According to the prefatory material, "The National Library Agenda is intended to:
  • Provide a broad framework for discussion and consensus building at the national, state and local level
  • Articulate a clear library agenda that resonates with the public
  • Enable us to provide a positive message for our legislative and other advocacy efforts
  • Provide a focus for advocacy initiatives over the next several years
To accomplish all of these goals, I think the National Library Agenda is the best thing that has come out of ALA in a long time. While the SRRT is dabbling in national politics and trying to press their political agenda on the ALA, the concocters of this Agenda were trying to come up with compelling arguments for why anyone should bother supporting libraries.

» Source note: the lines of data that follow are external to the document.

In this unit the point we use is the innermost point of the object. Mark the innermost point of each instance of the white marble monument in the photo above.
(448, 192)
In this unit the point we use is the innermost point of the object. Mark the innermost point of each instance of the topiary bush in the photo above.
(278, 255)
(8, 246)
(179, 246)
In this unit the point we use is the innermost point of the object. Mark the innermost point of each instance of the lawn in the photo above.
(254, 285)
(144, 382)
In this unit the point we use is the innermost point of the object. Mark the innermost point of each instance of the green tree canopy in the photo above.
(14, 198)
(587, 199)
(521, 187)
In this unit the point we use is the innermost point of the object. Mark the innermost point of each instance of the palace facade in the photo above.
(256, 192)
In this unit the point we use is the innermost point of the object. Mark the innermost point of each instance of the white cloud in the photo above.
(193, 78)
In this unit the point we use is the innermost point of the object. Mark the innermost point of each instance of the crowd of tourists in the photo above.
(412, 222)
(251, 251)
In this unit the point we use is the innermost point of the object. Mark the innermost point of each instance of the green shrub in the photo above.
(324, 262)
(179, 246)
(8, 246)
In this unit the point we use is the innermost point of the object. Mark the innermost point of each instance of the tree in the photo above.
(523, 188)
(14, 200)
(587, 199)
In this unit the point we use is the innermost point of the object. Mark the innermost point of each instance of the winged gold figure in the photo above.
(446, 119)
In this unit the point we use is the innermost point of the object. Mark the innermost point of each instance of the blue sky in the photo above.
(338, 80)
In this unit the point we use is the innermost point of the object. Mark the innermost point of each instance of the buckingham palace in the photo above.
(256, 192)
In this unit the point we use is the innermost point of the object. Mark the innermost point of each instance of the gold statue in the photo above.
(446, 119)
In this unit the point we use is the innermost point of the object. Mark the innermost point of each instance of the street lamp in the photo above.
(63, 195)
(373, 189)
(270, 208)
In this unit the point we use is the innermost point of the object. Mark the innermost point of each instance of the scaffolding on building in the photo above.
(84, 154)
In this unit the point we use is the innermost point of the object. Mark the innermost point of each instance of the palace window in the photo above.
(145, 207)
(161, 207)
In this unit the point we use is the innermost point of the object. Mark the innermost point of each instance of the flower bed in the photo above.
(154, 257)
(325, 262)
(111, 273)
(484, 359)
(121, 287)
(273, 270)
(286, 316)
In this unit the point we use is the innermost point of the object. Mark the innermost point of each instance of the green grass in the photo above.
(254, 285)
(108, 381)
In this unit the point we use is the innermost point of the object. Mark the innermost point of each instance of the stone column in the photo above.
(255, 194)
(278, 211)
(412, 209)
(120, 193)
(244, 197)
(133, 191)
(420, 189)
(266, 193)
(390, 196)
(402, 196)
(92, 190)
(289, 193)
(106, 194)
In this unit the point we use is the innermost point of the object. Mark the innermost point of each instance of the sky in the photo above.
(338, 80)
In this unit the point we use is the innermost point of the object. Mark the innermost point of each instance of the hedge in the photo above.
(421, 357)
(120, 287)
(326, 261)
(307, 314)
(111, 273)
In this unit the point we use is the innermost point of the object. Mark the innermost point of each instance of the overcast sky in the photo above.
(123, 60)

I never thought I'd say this, but the Annoyed Librarian supports the ALA on this one. Finally, good job. Let's hope it goes somewhere.

4 comments:

Anonymous said...

It all sounds very nice. I will wait and see if it actually translates into any substantial and practical action, or it just becomes another nice document that will eventually just gather dust.

AL said...

I suspect it will just gather dust, and I also wonder if libraries can live up to the document.

Anonymous said...

I have a problem with clauses like this: "High-speed broadband access to the resources on the World Wide Web using state-of-the-art technology"
Sometimes state-of-the-art is not always the best solution. And it doesn't give respect to ALA's own motto of "The best reading for the largest number, at the least cost." Least cost as in not throwing away tax dollars.

Anonymous said...

If there ever comes a day when the radicals in SRRT are marginalized and ALA focuses on only those issues within the scope of its mission, I'll become a member again. Until then, I will join other library associations that are more responsible to their members. And I won't hold my breath waiting for ALA to change:

--------------------
On 1/27/07, an ALA Councilor wrote to the ALA Council listserv:

Hi All,
As a charter member of SRRT and still a member, I applaud SRRT's
continuing effort to bring socially responsible issues to our attention.